Benarkah itu suamiku?
Mbak Lili yang tahu suamiku pulang sangat terkejut dan salah tingkah. Kulihat wajah Mas Danu merah menahan amarah. Dia langsung memelukku. Tangisku pecah.
“Maafkan, aku ... maaf, Dik,” ucap Mas Danu, suaranya parau dia ikut menangis.
“Kalian benar-benar tidak punya hati! Aku menyesal telah percaya pada kalian!” Mas Danu menunjuk wajah Mbak Lili. Dia ketakutan dan beringsut ke belakang ibu.

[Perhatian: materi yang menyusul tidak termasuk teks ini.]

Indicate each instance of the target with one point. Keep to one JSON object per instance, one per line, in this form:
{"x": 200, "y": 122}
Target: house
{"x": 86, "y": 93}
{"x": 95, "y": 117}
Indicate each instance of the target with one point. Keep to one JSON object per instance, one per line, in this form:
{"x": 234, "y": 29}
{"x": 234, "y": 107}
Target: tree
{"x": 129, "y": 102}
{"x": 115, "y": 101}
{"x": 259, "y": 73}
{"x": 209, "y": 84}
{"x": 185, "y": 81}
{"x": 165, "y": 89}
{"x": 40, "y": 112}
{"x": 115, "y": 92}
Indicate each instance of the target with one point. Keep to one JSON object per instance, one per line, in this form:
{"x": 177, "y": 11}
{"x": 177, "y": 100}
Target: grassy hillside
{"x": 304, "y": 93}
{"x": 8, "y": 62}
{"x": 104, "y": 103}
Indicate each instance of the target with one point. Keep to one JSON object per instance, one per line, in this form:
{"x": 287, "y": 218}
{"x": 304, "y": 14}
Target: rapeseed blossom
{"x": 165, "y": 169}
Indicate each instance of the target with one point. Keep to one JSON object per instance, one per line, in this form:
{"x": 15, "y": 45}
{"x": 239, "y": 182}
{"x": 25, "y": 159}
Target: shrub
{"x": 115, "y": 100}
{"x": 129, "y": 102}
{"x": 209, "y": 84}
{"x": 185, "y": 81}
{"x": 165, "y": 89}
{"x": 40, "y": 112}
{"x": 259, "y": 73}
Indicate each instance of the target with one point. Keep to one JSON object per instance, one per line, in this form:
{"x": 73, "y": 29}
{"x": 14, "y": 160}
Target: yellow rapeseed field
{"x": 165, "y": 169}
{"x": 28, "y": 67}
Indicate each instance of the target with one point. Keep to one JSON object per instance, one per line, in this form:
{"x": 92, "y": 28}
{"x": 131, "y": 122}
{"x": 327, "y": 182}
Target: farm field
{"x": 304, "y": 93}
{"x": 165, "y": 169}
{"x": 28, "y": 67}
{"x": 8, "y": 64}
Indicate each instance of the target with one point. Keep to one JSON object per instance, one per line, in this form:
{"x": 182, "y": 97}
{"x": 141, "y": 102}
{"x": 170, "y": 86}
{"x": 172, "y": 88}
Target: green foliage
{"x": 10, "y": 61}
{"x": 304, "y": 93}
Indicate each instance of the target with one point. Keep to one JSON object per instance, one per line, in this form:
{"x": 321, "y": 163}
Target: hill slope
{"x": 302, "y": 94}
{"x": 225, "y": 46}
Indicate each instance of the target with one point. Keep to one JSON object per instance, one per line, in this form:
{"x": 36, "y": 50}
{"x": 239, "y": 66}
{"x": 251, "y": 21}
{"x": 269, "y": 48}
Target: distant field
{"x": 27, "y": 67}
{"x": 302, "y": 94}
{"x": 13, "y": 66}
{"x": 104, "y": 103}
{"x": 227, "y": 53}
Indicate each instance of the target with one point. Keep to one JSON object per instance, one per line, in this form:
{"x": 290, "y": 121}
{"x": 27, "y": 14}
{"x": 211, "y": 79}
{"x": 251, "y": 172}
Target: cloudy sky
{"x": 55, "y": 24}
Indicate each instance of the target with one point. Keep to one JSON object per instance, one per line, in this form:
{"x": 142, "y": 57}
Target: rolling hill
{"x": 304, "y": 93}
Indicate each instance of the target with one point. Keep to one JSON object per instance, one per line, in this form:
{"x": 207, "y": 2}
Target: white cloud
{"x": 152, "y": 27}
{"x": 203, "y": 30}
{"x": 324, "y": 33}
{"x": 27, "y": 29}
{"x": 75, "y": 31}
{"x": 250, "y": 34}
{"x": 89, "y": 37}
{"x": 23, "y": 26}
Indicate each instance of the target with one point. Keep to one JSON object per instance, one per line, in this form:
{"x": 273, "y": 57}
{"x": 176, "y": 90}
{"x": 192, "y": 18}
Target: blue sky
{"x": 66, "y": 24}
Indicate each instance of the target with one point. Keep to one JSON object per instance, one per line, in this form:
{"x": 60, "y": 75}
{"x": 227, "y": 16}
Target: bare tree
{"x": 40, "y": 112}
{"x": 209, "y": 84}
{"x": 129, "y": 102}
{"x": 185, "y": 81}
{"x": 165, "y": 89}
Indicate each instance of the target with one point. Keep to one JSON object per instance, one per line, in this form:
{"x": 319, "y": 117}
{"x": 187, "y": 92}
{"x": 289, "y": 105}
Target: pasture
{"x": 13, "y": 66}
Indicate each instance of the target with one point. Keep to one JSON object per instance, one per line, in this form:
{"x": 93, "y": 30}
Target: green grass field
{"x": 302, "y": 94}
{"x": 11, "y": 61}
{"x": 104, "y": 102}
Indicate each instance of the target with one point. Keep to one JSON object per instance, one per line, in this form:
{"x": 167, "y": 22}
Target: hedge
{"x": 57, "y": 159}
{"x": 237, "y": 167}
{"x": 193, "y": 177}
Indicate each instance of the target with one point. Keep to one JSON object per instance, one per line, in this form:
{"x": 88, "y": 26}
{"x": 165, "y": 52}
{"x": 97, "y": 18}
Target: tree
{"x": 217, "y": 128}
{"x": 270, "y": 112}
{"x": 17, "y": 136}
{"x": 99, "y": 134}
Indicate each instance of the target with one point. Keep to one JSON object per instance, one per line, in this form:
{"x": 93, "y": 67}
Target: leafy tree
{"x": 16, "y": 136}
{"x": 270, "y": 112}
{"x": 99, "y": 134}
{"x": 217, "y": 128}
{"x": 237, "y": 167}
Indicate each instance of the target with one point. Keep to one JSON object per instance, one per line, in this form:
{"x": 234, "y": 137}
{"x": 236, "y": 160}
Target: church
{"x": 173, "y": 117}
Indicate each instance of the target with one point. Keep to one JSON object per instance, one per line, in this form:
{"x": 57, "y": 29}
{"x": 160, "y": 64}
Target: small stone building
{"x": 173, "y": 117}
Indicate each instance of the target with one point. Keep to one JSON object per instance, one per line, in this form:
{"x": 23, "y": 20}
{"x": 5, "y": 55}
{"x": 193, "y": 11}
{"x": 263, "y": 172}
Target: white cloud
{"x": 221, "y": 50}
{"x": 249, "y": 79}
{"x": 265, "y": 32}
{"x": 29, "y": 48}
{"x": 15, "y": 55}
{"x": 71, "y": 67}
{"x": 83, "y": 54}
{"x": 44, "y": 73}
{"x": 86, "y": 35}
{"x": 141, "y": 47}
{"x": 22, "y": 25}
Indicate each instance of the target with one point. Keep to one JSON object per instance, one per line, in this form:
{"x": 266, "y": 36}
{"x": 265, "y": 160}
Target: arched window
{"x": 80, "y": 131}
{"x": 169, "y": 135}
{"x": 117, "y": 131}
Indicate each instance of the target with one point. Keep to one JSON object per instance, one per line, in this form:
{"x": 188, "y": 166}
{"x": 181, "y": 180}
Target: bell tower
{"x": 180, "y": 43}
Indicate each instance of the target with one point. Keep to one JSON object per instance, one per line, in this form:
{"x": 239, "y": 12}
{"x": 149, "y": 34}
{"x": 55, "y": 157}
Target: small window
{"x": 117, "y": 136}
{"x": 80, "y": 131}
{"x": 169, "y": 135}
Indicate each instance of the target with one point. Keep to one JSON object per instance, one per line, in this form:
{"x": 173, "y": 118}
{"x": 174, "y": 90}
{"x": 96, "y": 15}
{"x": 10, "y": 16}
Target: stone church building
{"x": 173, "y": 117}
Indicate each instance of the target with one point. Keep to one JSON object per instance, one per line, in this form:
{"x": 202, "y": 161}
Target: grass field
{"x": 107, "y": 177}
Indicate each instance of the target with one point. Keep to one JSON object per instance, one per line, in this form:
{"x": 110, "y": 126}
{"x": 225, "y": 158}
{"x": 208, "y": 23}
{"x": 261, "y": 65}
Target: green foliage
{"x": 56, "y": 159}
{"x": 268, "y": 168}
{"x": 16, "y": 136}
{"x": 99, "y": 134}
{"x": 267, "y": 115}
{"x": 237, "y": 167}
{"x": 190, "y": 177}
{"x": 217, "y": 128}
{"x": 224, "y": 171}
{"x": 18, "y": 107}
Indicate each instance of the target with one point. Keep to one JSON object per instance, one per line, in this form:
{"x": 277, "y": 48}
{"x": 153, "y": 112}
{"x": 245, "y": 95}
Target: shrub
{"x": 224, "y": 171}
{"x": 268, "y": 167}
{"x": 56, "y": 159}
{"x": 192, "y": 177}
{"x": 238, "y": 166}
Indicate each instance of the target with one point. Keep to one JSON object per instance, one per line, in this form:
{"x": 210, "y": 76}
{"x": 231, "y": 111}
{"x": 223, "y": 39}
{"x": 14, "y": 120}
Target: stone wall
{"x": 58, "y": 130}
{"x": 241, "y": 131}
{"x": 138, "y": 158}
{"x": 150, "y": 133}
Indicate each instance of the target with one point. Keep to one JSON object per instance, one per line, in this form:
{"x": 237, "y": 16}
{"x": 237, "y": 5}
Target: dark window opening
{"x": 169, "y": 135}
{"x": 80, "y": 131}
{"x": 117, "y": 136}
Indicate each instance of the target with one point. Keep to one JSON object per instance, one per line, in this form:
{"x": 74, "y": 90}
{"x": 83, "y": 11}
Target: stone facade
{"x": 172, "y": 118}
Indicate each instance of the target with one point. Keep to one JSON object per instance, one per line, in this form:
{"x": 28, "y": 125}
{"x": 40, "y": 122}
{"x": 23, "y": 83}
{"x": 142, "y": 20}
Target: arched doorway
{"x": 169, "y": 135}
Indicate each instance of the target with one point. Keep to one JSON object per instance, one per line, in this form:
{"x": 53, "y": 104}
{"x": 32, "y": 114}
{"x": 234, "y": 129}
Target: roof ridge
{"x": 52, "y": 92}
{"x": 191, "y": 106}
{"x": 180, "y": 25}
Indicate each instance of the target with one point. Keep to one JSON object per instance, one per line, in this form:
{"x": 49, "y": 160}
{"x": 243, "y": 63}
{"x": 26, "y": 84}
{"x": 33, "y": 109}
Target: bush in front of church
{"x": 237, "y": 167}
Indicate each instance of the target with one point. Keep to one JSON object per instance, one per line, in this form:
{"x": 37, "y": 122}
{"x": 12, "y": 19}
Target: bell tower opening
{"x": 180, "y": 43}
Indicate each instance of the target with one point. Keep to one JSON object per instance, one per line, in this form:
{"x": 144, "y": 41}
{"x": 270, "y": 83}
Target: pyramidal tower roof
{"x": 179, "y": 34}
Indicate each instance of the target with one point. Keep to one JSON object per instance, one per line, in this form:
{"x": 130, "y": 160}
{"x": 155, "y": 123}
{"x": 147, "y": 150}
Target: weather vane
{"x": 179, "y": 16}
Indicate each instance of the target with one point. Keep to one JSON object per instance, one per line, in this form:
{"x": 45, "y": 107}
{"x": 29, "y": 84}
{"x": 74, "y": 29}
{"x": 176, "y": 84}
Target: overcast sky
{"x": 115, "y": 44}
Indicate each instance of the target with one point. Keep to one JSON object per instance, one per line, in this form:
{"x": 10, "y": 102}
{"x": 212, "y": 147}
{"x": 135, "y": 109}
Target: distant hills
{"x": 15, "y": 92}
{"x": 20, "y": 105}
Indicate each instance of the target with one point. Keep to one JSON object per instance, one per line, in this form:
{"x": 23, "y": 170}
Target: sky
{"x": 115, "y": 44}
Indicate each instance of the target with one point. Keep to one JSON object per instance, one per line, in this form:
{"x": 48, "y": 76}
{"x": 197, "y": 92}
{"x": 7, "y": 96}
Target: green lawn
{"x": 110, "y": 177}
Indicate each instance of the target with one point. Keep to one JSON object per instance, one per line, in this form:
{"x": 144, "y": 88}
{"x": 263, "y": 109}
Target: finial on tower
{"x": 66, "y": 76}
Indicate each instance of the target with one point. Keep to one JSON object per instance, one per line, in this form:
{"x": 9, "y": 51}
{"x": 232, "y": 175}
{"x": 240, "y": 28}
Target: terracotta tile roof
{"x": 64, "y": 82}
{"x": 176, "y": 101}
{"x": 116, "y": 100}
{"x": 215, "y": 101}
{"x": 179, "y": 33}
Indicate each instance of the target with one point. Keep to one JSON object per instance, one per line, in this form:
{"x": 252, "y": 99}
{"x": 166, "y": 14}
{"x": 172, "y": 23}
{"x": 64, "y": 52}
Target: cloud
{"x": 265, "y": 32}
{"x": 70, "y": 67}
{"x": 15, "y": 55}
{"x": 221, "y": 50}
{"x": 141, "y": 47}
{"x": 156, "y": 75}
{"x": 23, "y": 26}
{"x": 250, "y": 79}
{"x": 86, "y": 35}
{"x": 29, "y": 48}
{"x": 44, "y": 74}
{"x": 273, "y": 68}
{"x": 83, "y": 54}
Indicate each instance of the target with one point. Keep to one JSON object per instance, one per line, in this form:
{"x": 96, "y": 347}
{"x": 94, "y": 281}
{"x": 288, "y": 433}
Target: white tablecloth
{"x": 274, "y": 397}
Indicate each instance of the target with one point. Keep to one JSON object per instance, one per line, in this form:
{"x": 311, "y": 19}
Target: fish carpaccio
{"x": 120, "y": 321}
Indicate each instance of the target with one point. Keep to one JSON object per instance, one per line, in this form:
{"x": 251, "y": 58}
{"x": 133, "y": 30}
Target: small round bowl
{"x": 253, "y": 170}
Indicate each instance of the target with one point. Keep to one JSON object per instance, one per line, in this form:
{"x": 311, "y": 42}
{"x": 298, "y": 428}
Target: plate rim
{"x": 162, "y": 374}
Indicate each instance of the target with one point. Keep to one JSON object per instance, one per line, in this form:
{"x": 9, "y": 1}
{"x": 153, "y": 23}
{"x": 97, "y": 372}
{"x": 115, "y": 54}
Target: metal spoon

“Kamu pulang, Nak? Kenapa tidak bilang dulu pada Ibu,” ucap ibu mertuaku ke dua tangannya membingkai wajah Mas Danu.
“Cukup, Bu! Tidak usah lagi bersandiwara. Aku sudah tahu semuanya!” teriak Mas Danu. Ibu terperanjat kaget dan mundur selangkah.
“Inikah perlakuanmu pada Ibu demi membela wanita ini!” Ibu pun ikut berteriak.
“Buka mata kamu Danu! Wanita yang kamu lindungi ini tidak pantas jadi istrimu, kamu harus tahu kenapa aku memukulinya, dia menggoda suamiku Danu,” sahut Mbak Lili memasang wajah sedih.
Aku menggelengkan kepalaku berkali-kali tuduhan Mbak Lili benar-benar tidak masuk akal.
Plak!
Plak!
Mas Danu memukul wajah Mbak Lili dua kali. Mbak Lili terperanjat kaget dan ketakutan.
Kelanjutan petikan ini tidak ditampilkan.